Действительно, объединяющий эффект этого обмена мыслями настолько силен, что сегодня умственную жизнь всех стран, разделяющих европейскую литературу, можно сравнить с одним водоемом в великом внутреннем море; разделенным, конечно, на заливы, бухты и протоки, но повсюду пронизанным одними и теми же течениями и образующим одну общую массу. Три крупные и почти международные формы речи — английский, французский и немецкий языки — вполне можно сравнить с основными течениями, частица, попавшая в волны которых, мгновенно разносится повсюду; однако даже самая малая форма литературной речи, такая как голландская или португальская, не закрывает для использующих ее людей доступ к общему обмену. Подобно маленьким заливам, отделенным от основного водоема низкой песчаной косой, перед которой волны внешних течений могут на мгновение задержаться, но которую они рано или поздно обязательно перехлестнут, принося все, что содержит внешняя масса, и вынося, чтобы присоединить к большему телу, все отложения, характерные для меньшего, так и в самую малую литературную речь рано или поздно путем перевода обязательно будет принесено все ценное, что оседает в более широкой жизни и литературе Европы, а все, что они могут внести, выносится в более широкую жизнь. Нравоучения русского реформатора и видения норвежского драматурга, на мгновение ограниченные пределами их более узких национальных языков, все же вливаются в мировые языки и охватывают земной шар, добавляя неотъемлемую часть к «духу времени» так же верно, как если бы они были изначально выражены на мировом языке.
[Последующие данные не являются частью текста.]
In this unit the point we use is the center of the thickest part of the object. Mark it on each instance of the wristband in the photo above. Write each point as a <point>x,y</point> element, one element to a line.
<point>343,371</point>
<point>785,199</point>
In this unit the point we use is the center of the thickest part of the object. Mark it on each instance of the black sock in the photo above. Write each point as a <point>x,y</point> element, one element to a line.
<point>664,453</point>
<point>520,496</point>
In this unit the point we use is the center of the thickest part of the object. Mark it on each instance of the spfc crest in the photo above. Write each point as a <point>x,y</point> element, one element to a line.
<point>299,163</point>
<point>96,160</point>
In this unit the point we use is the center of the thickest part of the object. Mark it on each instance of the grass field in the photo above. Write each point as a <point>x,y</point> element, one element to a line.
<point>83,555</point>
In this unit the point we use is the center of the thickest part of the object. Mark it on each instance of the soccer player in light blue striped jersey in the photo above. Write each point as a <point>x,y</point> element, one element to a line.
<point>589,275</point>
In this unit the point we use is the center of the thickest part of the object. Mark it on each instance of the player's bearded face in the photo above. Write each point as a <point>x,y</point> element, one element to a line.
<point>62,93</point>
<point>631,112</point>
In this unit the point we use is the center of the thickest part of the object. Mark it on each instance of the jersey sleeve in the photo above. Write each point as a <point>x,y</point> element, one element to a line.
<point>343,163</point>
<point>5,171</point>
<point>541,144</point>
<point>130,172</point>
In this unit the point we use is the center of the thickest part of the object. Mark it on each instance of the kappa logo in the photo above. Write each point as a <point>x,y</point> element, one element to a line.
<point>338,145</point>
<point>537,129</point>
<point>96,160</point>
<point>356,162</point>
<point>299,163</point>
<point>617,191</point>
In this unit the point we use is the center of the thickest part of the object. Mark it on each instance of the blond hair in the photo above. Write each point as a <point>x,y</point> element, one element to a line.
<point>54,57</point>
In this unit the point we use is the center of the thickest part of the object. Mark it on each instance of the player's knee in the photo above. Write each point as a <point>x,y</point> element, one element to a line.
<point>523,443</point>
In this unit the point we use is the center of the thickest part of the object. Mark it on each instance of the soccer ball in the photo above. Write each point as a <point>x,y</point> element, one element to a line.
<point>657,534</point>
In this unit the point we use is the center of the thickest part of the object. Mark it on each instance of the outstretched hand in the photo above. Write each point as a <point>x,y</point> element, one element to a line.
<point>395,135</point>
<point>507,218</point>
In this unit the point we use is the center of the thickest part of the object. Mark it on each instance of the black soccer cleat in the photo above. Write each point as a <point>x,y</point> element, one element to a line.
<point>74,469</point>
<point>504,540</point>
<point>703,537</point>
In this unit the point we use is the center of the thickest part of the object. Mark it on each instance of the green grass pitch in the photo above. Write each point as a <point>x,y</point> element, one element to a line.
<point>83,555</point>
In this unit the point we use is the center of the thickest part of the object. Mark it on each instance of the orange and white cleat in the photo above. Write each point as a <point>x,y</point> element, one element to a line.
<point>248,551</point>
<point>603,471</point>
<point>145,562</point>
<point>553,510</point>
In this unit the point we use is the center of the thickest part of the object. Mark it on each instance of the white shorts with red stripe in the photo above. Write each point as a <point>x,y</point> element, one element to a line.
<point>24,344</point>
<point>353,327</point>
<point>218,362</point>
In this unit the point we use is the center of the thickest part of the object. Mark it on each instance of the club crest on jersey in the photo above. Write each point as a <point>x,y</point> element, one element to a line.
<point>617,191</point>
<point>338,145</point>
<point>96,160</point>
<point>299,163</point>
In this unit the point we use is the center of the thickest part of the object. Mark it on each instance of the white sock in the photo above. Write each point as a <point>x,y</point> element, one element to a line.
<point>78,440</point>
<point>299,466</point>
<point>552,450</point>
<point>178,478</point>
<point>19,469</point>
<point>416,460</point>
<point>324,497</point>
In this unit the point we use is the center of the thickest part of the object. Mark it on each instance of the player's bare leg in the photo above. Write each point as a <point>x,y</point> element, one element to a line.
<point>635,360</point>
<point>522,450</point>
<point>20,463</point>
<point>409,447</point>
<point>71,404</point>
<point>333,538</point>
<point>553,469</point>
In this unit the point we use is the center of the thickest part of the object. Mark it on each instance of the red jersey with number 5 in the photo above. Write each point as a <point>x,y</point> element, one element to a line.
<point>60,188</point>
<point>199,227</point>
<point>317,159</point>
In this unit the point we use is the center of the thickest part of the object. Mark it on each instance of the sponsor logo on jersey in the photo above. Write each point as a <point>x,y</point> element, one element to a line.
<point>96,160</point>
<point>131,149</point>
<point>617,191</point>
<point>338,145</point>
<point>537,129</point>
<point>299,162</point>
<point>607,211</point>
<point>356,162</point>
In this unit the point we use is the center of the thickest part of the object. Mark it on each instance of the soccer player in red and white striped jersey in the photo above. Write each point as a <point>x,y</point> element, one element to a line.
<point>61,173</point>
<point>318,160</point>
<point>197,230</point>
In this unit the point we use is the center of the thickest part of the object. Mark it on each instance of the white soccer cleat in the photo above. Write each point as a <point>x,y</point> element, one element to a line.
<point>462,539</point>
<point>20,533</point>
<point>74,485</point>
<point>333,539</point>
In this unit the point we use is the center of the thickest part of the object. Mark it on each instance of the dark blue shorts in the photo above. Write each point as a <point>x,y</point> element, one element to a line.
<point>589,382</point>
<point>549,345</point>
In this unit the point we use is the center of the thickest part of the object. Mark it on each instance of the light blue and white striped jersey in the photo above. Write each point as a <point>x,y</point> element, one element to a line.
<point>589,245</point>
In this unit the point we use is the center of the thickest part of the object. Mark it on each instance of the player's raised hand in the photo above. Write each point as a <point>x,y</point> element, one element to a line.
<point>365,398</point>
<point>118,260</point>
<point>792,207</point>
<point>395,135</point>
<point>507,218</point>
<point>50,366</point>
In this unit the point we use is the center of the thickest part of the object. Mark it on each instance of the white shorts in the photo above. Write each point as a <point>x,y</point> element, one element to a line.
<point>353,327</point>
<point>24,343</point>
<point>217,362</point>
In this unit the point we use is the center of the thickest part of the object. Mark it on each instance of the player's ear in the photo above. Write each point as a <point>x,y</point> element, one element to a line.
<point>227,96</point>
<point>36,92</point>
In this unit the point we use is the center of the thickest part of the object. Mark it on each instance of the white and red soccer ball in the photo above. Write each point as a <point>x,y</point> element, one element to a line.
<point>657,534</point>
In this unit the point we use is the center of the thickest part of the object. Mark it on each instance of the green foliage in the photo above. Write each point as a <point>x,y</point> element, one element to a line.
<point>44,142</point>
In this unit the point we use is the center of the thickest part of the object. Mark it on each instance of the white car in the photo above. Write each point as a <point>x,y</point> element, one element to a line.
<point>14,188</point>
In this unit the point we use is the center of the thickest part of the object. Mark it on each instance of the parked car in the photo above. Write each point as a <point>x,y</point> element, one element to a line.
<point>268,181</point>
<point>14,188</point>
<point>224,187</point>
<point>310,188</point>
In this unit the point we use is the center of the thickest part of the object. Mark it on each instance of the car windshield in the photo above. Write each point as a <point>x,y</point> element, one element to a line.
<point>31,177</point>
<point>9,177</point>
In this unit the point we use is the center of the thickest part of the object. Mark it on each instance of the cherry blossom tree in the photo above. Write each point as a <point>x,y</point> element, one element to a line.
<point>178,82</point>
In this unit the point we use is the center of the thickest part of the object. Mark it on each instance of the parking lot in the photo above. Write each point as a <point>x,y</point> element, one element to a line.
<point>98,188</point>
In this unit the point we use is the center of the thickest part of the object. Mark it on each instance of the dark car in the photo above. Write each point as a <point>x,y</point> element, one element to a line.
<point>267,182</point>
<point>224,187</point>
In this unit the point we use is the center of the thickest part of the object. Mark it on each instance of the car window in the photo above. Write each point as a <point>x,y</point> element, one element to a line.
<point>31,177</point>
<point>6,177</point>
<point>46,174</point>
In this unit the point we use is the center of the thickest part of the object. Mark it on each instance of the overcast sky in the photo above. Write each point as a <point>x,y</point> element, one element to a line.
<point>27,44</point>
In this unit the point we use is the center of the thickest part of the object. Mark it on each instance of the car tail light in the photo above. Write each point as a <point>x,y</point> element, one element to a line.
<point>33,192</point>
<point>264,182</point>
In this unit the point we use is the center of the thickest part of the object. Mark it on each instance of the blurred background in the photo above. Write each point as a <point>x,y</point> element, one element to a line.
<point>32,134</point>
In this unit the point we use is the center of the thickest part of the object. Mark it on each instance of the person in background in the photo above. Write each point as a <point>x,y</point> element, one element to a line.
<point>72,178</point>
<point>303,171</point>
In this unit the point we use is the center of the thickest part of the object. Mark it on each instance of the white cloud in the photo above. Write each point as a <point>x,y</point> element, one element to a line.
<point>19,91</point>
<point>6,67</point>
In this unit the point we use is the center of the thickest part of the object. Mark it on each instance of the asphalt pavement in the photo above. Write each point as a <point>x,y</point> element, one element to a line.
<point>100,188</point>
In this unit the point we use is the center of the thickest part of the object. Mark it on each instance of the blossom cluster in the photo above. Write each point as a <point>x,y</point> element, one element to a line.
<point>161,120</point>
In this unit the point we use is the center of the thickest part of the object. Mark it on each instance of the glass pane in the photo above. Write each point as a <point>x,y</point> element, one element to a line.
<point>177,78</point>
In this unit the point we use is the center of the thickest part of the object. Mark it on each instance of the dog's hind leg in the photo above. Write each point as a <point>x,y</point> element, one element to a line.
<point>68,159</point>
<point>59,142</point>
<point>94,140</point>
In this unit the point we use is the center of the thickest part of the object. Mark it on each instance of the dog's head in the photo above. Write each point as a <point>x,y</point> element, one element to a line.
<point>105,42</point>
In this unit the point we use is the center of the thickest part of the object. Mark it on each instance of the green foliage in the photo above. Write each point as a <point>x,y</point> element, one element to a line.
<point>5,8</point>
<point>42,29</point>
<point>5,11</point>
В этой общей жизни литературных европейских народов африканский бур не принимал и не мог принимать участия. Позади него, как преграда, двести лет назад поднялся тааль, все выше и выше, и запер его в его собственной крошечной лагуне. Все, что было общим для великих течений европейской жизни во времена его отделения от них, вы все еще найдете сегодня в его крошечном пруду, если возьмете горсть его ментальной воды и проанализируете ее, но едва ли хоть одна частица того, что было добавлено с тех пор, нашла к нему путь. Его маленькая речь, не только лишенная литературы, неспособная вместить ее и понятная только ему самому и его маленькой группе соотечественников, отгородила его от общего роста и развития Европы так же эффективно, как стена из адаманта. Суеверия, добродетели, идеалы семнадцатого века — все это вы найдете верно отраженным в нем; росты, потрясения, распады, упадки, которые ознаменовали девятнадцатый век, прошли мимо, не затронув его в его сне Рип ван Винкля за его маленькой стеной тааля.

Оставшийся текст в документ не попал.